Mulling over this truism, Homer walked past a sign inviting him to a lecture on “The Archetype of Healing” and found himself in a basement corridor. Here the floorboards were so solid under his feet and so old at the same time that Homer wondered if he might find a wizened deacon entombed in a broom closet or an ancient choirmistress pressed like a flower in a hymnbook.
The Reverend Joseph Bold was very much alive. When Homer knocked on his office door and walked in, the present-day shepherd of Nashoba’s Old West Church looked pink and healthy, if slightly harassed. Joe was an old friend, and it didn’t take him long to understand the nature of Homer’s stumbling questions.
“Oh, I get it,” said Joe. “You’re looking for dirt, is that it?”
Homer was embarrassed. “Well, I wouldn’t call it ‘dirt’ exactly. Say the sort of gossip that everybody knows at the time, only it never gets into the history books.”
“Sorry, Homer,” said Joe. “I wish I knew gossip like that. Sometimes it’s the best kind of history. The trouble is, I’m ashamed to say that I don’t know much at all about our background, except that we used to be known as the First Parish of Nashoba. That is, until the Universalists set up shop around the corner in the 1880s. So after that, this one’s been Old West, even after we joi
ned forces.”
Homer was distracted by the framed photograph on the wall. He jumped up to take a look. “Who’s this old guy?”
“Some pastor from days gone by. I forget his name.” Joe stood up, too, and peered at the spidery writing under the photograph. “The Reverend Horatio Biddle. Oh, sure, I remember him. He’s got a tombstone out there in the graveyard.”
“Well, it’s too bad,” said Homer, sinking back in his chair. “I gather you don’t have any juicy scandals for me. But that’s all right. In fact it’s just as well. I’m ashamed of myself for asking. It’s not me, Joe, honest it isn’t. It’s my editor. That’s the kind of stuff he wants.”
“Now wait a minute, Homer. Hold your horses.” Joe frowned. “I think there was a scandal about a tree.”

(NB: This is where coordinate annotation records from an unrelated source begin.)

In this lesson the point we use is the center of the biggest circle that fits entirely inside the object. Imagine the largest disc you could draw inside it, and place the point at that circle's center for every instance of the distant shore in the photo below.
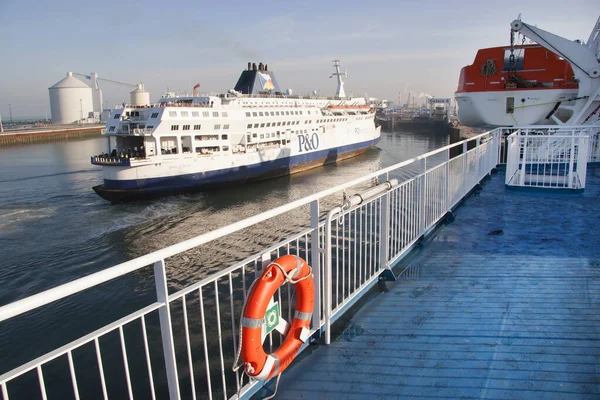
(46, 134)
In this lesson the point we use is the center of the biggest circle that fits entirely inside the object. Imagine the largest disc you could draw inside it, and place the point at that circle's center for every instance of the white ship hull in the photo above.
(301, 134)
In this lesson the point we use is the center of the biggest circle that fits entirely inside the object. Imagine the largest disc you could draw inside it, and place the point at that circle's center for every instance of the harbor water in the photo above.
(54, 229)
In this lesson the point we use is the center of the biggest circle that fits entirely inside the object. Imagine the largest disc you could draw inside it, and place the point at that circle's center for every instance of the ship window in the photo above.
(207, 150)
(206, 137)
(510, 105)
(519, 59)
(186, 144)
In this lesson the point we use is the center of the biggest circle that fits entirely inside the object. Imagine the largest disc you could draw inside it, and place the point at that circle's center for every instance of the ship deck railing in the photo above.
(182, 344)
(558, 159)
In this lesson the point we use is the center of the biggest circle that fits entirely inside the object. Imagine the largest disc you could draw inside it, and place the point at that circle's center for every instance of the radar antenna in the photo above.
(339, 93)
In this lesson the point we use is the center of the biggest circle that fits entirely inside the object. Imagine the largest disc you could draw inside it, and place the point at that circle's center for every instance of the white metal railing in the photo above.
(182, 345)
(554, 160)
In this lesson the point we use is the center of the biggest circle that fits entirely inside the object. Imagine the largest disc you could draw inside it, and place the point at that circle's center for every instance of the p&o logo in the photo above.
(308, 142)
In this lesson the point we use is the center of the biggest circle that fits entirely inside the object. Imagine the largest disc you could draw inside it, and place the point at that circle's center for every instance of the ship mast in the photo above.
(339, 93)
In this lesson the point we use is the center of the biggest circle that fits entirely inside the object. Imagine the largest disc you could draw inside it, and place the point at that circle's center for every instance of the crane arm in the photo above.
(105, 80)
(580, 57)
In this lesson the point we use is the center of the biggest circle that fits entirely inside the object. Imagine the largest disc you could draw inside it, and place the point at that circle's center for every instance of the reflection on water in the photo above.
(54, 228)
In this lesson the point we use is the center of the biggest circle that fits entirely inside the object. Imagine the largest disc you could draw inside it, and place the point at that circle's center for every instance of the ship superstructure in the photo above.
(251, 132)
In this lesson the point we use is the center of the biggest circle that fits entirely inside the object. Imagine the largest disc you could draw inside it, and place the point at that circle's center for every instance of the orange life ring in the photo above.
(257, 363)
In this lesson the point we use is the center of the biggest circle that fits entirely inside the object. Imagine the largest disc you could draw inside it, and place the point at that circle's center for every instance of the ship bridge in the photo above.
(432, 279)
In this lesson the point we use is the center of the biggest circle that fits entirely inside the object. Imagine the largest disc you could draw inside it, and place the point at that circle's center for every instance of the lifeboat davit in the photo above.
(540, 84)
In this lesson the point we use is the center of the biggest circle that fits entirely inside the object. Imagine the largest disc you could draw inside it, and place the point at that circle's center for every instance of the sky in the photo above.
(389, 48)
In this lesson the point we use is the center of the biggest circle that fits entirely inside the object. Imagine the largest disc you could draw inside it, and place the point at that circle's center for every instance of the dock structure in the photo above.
(35, 135)
(501, 303)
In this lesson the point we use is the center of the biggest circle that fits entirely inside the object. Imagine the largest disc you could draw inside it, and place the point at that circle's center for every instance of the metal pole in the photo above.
(168, 344)
(327, 272)
(315, 261)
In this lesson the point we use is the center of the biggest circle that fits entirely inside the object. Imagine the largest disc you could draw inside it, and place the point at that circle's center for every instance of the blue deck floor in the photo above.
(503, 303)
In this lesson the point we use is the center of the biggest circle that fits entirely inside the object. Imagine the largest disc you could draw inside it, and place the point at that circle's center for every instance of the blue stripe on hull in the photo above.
(279, 167)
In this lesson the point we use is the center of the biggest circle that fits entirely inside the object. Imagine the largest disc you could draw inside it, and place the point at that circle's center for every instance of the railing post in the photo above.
(478, 162)
(422, 201)
(327, 272)
(166, 330)
(571, 160)
(464, 184)
(384, 231)
(315, 257)
(523, 139)
(448, 201)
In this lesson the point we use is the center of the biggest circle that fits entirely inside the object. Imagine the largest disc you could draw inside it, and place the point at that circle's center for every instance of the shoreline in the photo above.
(46, 135)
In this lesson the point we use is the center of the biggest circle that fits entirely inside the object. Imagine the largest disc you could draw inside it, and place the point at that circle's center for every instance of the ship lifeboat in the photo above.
(541, 84)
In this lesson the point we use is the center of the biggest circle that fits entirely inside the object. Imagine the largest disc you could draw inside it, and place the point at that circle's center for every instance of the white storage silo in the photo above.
(70, 100)
(139, 97)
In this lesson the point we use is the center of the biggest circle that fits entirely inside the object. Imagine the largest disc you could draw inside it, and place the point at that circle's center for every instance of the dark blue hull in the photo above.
(118, 191)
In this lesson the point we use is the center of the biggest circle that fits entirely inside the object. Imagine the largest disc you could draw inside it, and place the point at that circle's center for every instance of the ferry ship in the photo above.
(254, 131)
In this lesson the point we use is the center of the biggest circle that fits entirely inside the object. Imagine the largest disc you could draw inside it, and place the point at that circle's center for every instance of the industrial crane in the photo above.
(584, 59)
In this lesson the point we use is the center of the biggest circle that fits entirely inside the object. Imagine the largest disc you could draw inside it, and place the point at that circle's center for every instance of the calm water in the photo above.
(54, 228)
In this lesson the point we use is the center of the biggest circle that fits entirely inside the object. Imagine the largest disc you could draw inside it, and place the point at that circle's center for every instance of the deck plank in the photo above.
(500, 304)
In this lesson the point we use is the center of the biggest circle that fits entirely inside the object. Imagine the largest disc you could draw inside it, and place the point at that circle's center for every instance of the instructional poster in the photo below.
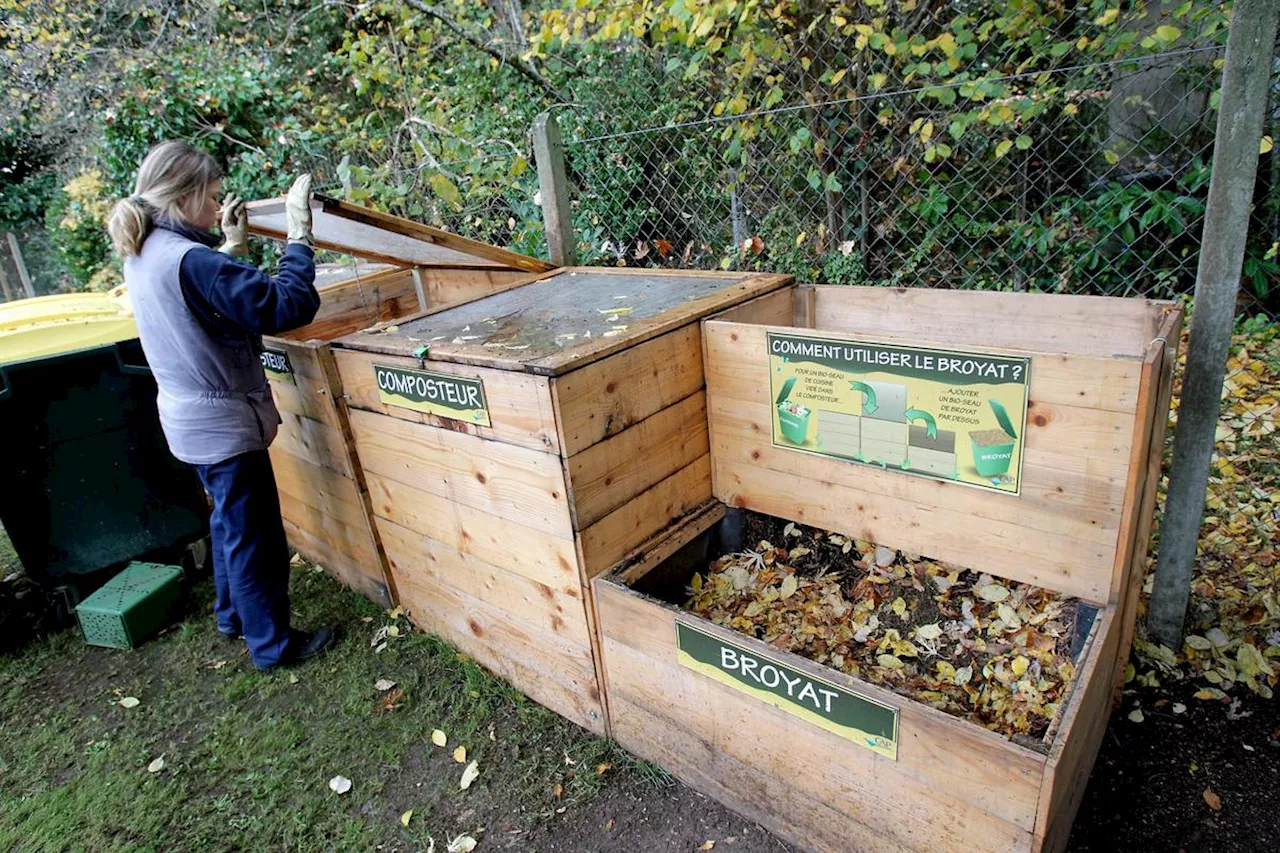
(942, 414)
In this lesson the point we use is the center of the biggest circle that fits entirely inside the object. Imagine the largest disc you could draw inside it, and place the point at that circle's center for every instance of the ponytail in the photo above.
(129, 226)
(170, 176)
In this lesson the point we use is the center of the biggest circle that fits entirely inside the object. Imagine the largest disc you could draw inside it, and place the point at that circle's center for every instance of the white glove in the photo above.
(297, 210)
(234, 226)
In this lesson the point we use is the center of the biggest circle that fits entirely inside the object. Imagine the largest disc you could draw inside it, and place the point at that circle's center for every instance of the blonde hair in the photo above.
(173, 174)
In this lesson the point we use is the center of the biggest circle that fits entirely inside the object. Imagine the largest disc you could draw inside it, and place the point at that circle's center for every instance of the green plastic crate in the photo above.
(131, 606)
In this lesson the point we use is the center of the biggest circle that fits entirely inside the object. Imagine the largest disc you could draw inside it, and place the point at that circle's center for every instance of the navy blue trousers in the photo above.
(251, 556)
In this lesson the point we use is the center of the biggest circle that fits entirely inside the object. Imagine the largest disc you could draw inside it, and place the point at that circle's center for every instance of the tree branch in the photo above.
(475, 40)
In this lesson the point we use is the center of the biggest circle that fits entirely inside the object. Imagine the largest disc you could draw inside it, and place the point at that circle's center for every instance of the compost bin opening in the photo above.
(993, 652)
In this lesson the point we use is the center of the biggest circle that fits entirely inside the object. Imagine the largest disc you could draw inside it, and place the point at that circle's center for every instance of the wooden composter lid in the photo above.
(566, 319)
(343, 227)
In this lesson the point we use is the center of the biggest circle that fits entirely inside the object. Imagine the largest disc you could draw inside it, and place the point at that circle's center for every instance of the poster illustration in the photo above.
(942, 414)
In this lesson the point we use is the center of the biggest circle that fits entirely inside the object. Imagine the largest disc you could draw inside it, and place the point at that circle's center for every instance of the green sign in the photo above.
(277, 365)
(435, 393)
(944, 414)
(827, 705)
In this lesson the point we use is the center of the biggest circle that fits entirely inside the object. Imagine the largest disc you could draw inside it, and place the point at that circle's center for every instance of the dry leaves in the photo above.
(1234, 615)
(469, 775)
(993, 652)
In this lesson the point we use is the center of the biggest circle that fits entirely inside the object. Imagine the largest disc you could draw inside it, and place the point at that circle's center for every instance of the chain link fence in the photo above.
(1086, 179)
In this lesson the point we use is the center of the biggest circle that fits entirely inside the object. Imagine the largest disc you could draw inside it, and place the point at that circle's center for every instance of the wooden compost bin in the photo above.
(324, 500)
(595, 439)
(1097, 396)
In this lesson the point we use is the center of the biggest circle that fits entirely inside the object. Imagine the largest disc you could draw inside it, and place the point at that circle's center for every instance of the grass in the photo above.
(247, 756)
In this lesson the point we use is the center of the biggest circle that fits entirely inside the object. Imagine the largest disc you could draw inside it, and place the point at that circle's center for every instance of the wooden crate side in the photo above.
(447, 286)
(551, 667)
(1059, 533)
(1082, 502)
(615, 393)
(1169, 341)
(1045, 323)
(737, 354)
(954, 788)
(1079, 738)
(339, 564)
(520, 405)
(608, 541)
(506, 480)
(533, 553)
(613, 471)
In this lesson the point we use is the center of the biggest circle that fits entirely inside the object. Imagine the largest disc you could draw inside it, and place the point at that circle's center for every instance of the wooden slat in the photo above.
(453, 286)
(617, 534)
(398, 226)
(312, 441)
(516, 483)
(539, 556)
(1168, 343)
(1005, 548)
(954, 787)
(341, 564)
(653, 327)
(526, 328)
(306, 397)
(613, 471)
(554, 611)
(608, 396)
(1079, 738)
(552, 670)
(1084, 503)
(520, 405)
(1091, 325)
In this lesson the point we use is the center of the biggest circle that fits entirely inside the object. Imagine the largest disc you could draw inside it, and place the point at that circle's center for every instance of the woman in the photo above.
(201, 316)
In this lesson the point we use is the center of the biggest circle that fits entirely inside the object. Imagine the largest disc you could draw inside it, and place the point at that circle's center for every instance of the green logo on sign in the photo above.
(827, 705)
(435, 393)
(275, 364)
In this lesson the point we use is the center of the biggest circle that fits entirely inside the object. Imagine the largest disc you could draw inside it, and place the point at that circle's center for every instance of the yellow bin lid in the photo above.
(64, 323)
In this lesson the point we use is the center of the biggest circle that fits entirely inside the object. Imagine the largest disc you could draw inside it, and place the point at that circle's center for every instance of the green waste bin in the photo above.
(88, 482)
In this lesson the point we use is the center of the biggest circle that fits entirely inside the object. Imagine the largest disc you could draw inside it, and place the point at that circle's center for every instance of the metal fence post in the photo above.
(16, 250)
(1226, 226)
(553, 186)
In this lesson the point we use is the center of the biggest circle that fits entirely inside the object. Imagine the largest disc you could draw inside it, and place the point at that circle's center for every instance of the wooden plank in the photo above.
(1079, 738)
(306, 397)
(1169, 341)
(318, 487)
(462, 245)
(567, 320)
(556, 611)
(608, 396)
(740, 357)
(525, 551)
(1005, 548)
(617, 469)
(549, 669)
(339, 564)
(617, 534)
(312, 441)
(1084, 503)
(515, 483)
(954, 785)
(1089, 325)
(453, 286)
(520, 405)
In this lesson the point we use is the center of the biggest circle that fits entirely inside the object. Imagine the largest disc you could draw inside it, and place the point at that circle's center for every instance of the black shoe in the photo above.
(306, 644)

“A tree? A scandal about a tree?”
“Well, maybe. It sounds unlikely. I’m probably wrong.”
“Well, how about a lost church?”
“A lost church?”
“I know it sounds ridiculous, but—”
“No, wait.” Joe stared fiercely at Homer’s whiskers. “A lost church. It strikes a chord.”
“It does?” Homer pulled a folder out of his bag and handed Joe the letter with the sentimental poem, the verses about the mysterious church that was “lost, tempest-tossed and forever abandoned.”
Joe read the poem aloud. “Deep in the forest primeval and shrouded in shrubbery, a prey to woodworm and weevil, the empty church stands.” At the end, he looked up at Homer and said, “Goodness me.”
“Oh, it was just some amateur poetry group, way back in 1869,” said Homer, feeling foolish. “They told this woman it was worthy of Oliver Wendell Holmes. See at the top where it says that?”
“Mmm, yes.” Joe stared at the poem and murmured, “‘Lost, lost is the music!’” Looking up dreamily, he said, “Oliver Wendell Holmes, that’s right. There was something about Oliver Wendell Holmes.”